Pater Helmut Trutt, Distriktsoberer der „Pius-Bruderschaft“ Österreichs, sitzt in einem Besprechungszimmer auf Schloss Jaidhof im tief verschneiten Waldviertel und wählt seine Worte mit Bedacht. Nun, da die Gemeinschaft in Gefahr sei, trete er für ein diplomatisches Stillhalten ein, obwohl das hohe Recht der freien Meinungsäußerung davon betroffen sei. Gemeint ist sein Pius-Bruder, der Brite ­Richard Williamson, einer jener vier „Bischöfe“, die 1988 von Ordensgründer Marcel Lefebvre gegen den Willen Roms zu Bischöfen geweiht und deshalb vom Heiligen Stuhl gemeinsam mit Lefebvre exkommuniziert, also aus der Kirche ausgeschlossen worden waren. Am 21. Jänner 2009 erging ein überaus brisantes Dekret von Giovanni Batista Re, dem Chef der Bischofskongregation, mit dem entscheidenden Satz: „Aufgrund der Fakultäten, die mir vom Heiligen Vater Benedikt XVI. ausdrücklich verliehen wurden, erlasse ich kraft dieses Dekretes den Bischöfen Bernard Fellay, Bernard Tissier de Mallerais, Richard Williamson und Alfonso de Galaretta die Exkommunikationsstrafe ­latae sententiae …“

Fast zeitgleich hatte Williamson dem schwedischen Fernsehen in einem Interview seine „persönliche Meinung“ zu Fragen des Holocaust anvertraut, für die ihm bei einer Einreise nach Deutschland die Verhaftung droht: Gaskammern könne es gar nicht gegeben haben, weil die genannten Giftgase viel zu gefährlich für die Betreiber der Konzentrationslager gewesen wären; Antisemitismus sei nur dann schlecht, wenn er mit Unwahrheiten arbeite.

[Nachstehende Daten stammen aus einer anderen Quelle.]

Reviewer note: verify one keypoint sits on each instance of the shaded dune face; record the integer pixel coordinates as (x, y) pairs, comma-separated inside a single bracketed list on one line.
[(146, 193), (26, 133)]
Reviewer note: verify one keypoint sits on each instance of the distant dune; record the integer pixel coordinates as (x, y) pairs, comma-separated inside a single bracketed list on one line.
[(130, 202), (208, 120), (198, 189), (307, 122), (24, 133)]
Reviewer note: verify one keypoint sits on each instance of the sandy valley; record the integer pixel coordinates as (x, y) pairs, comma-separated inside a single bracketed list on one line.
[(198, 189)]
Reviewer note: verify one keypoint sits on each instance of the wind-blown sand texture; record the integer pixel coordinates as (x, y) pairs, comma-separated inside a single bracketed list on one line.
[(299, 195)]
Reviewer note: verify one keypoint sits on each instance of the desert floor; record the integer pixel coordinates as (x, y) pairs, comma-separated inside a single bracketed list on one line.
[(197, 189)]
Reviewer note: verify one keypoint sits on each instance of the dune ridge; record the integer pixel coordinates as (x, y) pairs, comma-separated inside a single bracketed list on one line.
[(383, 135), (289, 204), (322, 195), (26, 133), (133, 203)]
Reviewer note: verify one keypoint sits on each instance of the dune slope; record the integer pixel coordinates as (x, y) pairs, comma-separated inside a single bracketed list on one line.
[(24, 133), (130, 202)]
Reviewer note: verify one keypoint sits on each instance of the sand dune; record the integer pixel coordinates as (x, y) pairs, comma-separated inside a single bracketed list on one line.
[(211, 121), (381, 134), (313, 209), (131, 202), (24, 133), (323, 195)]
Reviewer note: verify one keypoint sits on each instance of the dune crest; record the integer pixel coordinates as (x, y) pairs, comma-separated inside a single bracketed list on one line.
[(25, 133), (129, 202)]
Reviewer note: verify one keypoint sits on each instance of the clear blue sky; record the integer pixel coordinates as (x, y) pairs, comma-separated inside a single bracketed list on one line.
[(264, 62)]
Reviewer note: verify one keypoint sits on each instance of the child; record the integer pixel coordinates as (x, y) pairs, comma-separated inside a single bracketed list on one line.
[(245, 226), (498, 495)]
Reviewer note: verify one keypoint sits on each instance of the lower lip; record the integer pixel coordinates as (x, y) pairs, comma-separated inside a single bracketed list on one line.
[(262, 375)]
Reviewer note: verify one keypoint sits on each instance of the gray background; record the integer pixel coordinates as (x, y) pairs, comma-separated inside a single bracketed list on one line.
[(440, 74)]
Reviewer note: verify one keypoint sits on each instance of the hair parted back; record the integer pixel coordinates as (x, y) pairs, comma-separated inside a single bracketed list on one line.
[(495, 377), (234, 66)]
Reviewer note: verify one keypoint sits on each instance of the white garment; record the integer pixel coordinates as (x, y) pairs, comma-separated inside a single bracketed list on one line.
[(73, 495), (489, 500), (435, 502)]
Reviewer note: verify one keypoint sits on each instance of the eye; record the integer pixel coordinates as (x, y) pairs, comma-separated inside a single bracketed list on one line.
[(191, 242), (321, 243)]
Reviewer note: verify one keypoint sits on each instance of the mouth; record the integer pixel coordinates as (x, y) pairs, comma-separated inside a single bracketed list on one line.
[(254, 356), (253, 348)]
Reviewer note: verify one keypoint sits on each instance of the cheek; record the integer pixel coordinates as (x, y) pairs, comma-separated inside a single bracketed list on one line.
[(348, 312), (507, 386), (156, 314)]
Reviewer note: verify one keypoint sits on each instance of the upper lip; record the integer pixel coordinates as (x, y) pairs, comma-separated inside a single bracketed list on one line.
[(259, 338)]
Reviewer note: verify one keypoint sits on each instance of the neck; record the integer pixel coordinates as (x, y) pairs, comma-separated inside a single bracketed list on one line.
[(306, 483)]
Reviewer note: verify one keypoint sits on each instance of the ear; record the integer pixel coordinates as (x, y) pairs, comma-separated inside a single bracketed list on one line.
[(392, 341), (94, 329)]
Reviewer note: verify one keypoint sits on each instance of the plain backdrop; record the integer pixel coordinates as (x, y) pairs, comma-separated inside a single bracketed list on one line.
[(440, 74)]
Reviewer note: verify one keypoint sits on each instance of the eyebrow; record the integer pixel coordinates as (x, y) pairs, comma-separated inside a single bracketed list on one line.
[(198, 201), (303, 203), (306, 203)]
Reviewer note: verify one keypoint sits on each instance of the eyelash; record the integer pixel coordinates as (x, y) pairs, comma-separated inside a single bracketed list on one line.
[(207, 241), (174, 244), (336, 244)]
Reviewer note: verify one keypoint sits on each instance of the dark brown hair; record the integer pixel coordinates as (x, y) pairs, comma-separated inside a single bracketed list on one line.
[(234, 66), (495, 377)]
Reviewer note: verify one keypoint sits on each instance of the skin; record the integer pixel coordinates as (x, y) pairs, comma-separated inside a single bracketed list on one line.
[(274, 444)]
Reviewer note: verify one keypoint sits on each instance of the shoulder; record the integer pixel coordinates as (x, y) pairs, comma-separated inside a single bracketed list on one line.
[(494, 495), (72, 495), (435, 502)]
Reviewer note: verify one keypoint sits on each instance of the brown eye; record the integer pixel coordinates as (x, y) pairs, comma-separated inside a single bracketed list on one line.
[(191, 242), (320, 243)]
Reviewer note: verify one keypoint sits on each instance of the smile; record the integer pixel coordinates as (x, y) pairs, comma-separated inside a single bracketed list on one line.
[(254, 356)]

Der internationalen Entrüstung folgte eine entschuldigende Klarstellung des Papstes, zahlreiche katholische Bischöfe zeigten sich bestürzt. Nicht nur über die antisemitischen Äußerungen Williamsons, sondern auch über den Schritt des Papstes, dessen Exkommunikation zurückzunehmen. Sogar die Pius-Bruderschaft signalisierte, die Meinung ihres Mitbruders nicht zu teilen. Freitagabend wurde der Druck für Williamson so stark, dass er sich schriftlich beim Papst für seine „unnötigen“ Äußerungen entschuldigte.

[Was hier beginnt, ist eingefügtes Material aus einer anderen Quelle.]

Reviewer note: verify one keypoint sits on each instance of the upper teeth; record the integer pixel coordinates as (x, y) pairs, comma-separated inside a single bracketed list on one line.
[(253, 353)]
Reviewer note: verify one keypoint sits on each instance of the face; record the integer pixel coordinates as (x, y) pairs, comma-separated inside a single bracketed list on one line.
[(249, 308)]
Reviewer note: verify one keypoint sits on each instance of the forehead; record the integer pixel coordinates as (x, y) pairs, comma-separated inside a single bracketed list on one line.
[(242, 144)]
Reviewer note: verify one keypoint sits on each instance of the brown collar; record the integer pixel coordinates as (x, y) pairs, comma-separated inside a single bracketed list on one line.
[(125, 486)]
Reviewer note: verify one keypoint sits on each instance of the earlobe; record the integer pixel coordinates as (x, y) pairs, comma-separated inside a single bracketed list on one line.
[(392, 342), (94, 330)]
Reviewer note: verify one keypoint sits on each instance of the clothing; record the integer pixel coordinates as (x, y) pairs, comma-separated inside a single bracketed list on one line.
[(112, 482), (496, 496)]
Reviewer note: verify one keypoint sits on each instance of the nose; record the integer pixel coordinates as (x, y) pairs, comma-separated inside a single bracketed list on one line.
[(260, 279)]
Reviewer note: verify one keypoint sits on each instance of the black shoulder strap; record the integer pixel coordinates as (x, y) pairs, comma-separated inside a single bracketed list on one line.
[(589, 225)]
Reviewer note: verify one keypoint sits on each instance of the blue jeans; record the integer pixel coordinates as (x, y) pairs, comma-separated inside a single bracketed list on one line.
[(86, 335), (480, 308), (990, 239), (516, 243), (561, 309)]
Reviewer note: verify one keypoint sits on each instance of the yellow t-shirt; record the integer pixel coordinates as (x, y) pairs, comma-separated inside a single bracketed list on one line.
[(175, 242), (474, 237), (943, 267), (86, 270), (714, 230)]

Komplexe Strategie. Kirchenkritiker werfen dem Papst vor, den Weg zurück ins Mittelalter zu suchen, weil die Pius-Brüder Ewiggestrige seien, „christliche ­Taliban“, für welche die Kirchenöffnung des Zweiten Vatikanischen Konzils ein Werk des Bösen sei, das „den Rauch Satans in die Kirchen eindringen“ habe lassen. Tatsächlich findet Pater Trutt, dass man das Bild vom Rauch des Satans diskutieren müsse. Sicher sei, dass die große Kirchenkrise und der Verfall des Glaubens innerhalb der Kirche seinen Ursprung in den „Aufweichungen des Glaubens durch das Zweite Vatikanische Konzil“ finde.

Doch qualifizierte Kirchenexperten erkennen in der „Versöhnung“ des Papstes mit der Pius-Bruderschaft eine komplexere Strategie. Als eines der Hauptziele seines Episkopats gilt die Versöhnung mit den orthodoxen Ostkirchen, die in der Vergangenheit gern suggeriert haben: Was wollt ihr von uns, wenn ihr nicht einmal mit euren eigenen Gruppen könnt? Der Kirchenrechtler Alexander Pytlik etwa registriert nach dem Schachzug des Papstes „zustimmendes Nicken aus dem Osten“.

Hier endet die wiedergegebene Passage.